For decades now, ever since the passage of Roe v. Wade, the word “choice” has been linked inextricably to the goal of giving women control over their bodies and reproductive rights. Those are vitally important concerns. But choice itself is a much bigger concept and needs to be understood by women in all its complexity. Today, women in the United States enjoy options that would have confounded their ancestors. They can get married, or not; have children, or not; pursue a profession, or not. They can choose the shape of their noses, the level of their education, the religion of their partner—even, if they want, the musical talents of their child’s egg donor. The problem, though, is that this multitude of choices can feel overwhelming.
The problem is not hard to fix. In theory, at least, it demands little more than a change in attitude, a societal ratcheting down of the great expectations that now engulf women. Women need to realize that having it all means giving something up—choosing which piece of the perfect picture to relinquish, or rework, or delay.
If women are ever to solve the “women’s problem,” they also need to acknowledge that they can’t, and shouldn’t, do it alone. Men must help.
Both genders need to be more forthright in discussing the obstacles that women face. All too often, women are scared of raising the topic of gender with men, thinking it will brand them as radicals or troublemakers, while men are terrified of saying or doing anything that might classify them as politically incorrect. The result is that no one says anything productive at all.
Finally, it is crucial to remember whence we came. Feminism was never supposed to be a 12-step program toward personal perfection. It’s time now to go back, to channel the passion of our political foremothers and put it again to good use. We need to focus less of our energies on our own kids’ SAT scores and more on fighting for better public schools; less time on competitive cupcake-baking and more on supporting those few brave women willing to run for office. We need fewer individual good works and more collective efforts.
Feminism already taught us how to organize, how to agitate, how to petition for things like equal pay and better incentives for child care. We—the women born after feminism’s rise, the women who may have discarded or disdained it—ought to get back on that wheel and figure out how to make it work. Moreover, and with the benefits of 50 years behind us, we can also move to what might be considered a softer and gentler form of feminism, one less invested in proving women’s equality (since that battle has more or less been won) and less upset with men.
Which brings me to my last point. The feminism that I recall was supposed to be joyous. It was about expanding women’s choices, not constraining them. About making women’s lives richer and more fulfilling. About freeing their sexuality and the range of their loves.

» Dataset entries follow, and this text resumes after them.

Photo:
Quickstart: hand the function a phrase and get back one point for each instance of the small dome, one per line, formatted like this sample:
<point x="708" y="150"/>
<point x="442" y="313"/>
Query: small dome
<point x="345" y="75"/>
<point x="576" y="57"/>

There was pain and sweat along the way, but the end point was idyllic, liberating women—liberating them—from the pains of the past and the present. Somewhere, though, the joy fell out of that equation, along with the satisfaction that true choice should bring. If women want to work in high-powered jobs, they should. If they want to work part time, or from home, or not at all if they can afford it, that’s perfectly all right, too. If they don’t want to be neurosurgeons or look like Barbie or hook up every weekend because it doesn’t give them pleasure, they should consciously and explicitly hold back, choosing not to indulge other people’s preferences. If they like to bake elaborate organic cupcakes, they should. And if they don’t, they should send Ring Dings to the bake sale and try not to feel guilty.
We need to struggle. We need to organize. And we need to dance with joy.